UPDATED: THE CANADIAN PRESS -- OKA, Que. Fed up with the scourge of drugs within its borders, a tiny Mohawk community once at the centre of a historic standoff against police welcomed the Mounties on Tuesday, helping them carry out a massive crackdown on organized-crime.
Around 500 officers from the RCMP, provincial police and native peacekeeping forces conducted a number of searches and arrested dozens of suspects as a major anti-drug offensive swept into Mohawk communities around Montreal on Tuesday.
The police work that led to drug seizures and around 40 arrests started with tips from the people of Kanesatake, a community bedevilled in the past by violent responses to outside law-enforcement forces operating within its borders.

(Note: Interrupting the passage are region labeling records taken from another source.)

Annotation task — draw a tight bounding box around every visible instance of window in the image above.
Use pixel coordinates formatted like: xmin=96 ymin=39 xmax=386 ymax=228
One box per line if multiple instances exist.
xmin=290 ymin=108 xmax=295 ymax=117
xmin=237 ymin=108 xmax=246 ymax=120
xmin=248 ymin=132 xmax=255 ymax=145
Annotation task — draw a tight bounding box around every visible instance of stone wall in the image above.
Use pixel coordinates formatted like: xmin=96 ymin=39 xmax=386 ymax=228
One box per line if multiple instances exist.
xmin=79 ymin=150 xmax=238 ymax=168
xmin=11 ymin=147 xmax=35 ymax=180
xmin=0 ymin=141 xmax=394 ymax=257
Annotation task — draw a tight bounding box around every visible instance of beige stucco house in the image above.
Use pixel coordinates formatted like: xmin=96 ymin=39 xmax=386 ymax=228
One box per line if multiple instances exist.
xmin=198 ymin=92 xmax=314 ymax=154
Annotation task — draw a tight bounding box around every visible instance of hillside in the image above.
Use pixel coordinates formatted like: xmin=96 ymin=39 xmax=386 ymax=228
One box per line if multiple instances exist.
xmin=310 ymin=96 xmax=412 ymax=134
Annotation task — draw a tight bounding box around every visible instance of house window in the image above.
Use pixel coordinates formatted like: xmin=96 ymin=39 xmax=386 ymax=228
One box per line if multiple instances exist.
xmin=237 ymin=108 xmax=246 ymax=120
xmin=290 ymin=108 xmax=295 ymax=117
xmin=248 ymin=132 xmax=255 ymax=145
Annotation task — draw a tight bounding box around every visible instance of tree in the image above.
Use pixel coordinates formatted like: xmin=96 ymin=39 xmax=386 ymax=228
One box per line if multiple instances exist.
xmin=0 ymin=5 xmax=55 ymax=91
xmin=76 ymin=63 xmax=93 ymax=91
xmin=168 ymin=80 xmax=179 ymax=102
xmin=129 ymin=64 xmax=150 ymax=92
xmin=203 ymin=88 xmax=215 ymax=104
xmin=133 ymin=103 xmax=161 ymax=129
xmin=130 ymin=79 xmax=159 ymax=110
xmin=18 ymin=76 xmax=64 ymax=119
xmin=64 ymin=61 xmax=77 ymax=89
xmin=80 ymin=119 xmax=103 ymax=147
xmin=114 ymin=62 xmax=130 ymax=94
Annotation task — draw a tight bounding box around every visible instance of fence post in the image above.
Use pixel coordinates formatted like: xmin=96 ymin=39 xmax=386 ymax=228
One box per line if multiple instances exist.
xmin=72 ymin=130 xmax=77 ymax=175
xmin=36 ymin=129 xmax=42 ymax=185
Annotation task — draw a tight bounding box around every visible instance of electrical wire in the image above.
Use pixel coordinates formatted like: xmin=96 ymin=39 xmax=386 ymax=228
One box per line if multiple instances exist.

But the people of Kanesatake helped turn in some of their own because of drug activities that locals say continued to get worse.
The decision wasn't taken lightly by some in the community of 1,200.
"I find it sad being so small a community and having people, our neighbours, family members, doing this," said Michelle Lamouche, a chief of the Kanesatake council.
"But other people say that it was about time that it was done."
Kanesatake, which no longer has its own peacekeeping force and relies on provincial police patrols, hasn't been known to open the door to intensive law-enforcement help from the outside.
In 2004, protesters in Kanesatake burned their grand chief's home to the ground and held 50 aboriginal police officers hostage after their leader tried to crush local organized crime. He was forced to flee the community for his own safety.
Kanesatake was also the site of the 1990 Oka Crisis, the historic, 78-day standoff between Mohawk protesters, police and the Canadian army.
But this time was different for many residents, Grand Chief Paul Nicholas insisted Tuesday.
"The community's fed up with the drug use," Nicholas said in front of the band council office, after police scoured several sites in Kanesatake.
"So if this raid translates down to less drugs being available, a lot of people will be satisfied with what happened."
The police blitz also descended on sites in Akwesasne, Oka and Montreal in an operation that targeted 50 locations overall — but officers couldn't immediately provide specifics on the quantity of drugs seized.
Police said the seizures primarily involved marijuana, but cocaine and designer drugs were also swept up in raids that rounded up about 40 of the 55 people targeted in the busts. Officers also found guns as well as outdoor and hydroponic marijuana grow operations.
Police credited the busts for dismantling a major organized-crime ring that had been operating inside the native communities and they thanked Kanesatake residents for the operation's success.
"The residents of Kanesatake delivered a clear message," Insp. Michel Arcand of the RCMP told reporters Tuesday in Oka, just outside the Mohawk community in a rural area west of Montreal.
"Organized crime does not belong in this community — violence and intimidation will no longer be tolerated."
When asked how he thought some people in his community might react to the busts, Nicholas was guardedly optimistic there would be no backlash against those who spoke out.
"I hope that doesn't happen, I can't really guess at this point," he said.
"It's going to take some time to digest, I'm hoping the community will get past it and calm will remain in the community."
There were reports of at least one minor scuffle involving a reporter Tuesday but, otherwise, there was no immediate word of any major incident.
"Minor confrontations I can understand — I think a lot of tension boils at these events," Nicholas said.
Cpl. Luc Thibault said RCMP and provincial police worked with native police forces to help ensure they could handle the delicate operations on First Nations territories.
"It's always delicate, but we have good co-operation with the (aboriginal) police force and the people working there," Thibault said. "We have to be careful, everywhere we go security is first for everybody, including the public."
He said the native communities welcomed the outside police help.
"We have a very good collaboration with aboriginal territories because naturally these people don't want drugs and don't want to see organized crime on their territory," Thibault said.
Nicholas predicted locals will be surprised when they hear some of the names of those arrested, particularly in a community where just about everyone knows everyone else.
Lamouche, meanwhile, said Kanesatake needs help from Ottawa and the province to improve its social support network, especially to help neighbours who might be convicted with crimes following Tuesday's raids.
"We need to also get help for those people because they are part of the community and one day or the other, they'll be back," she said.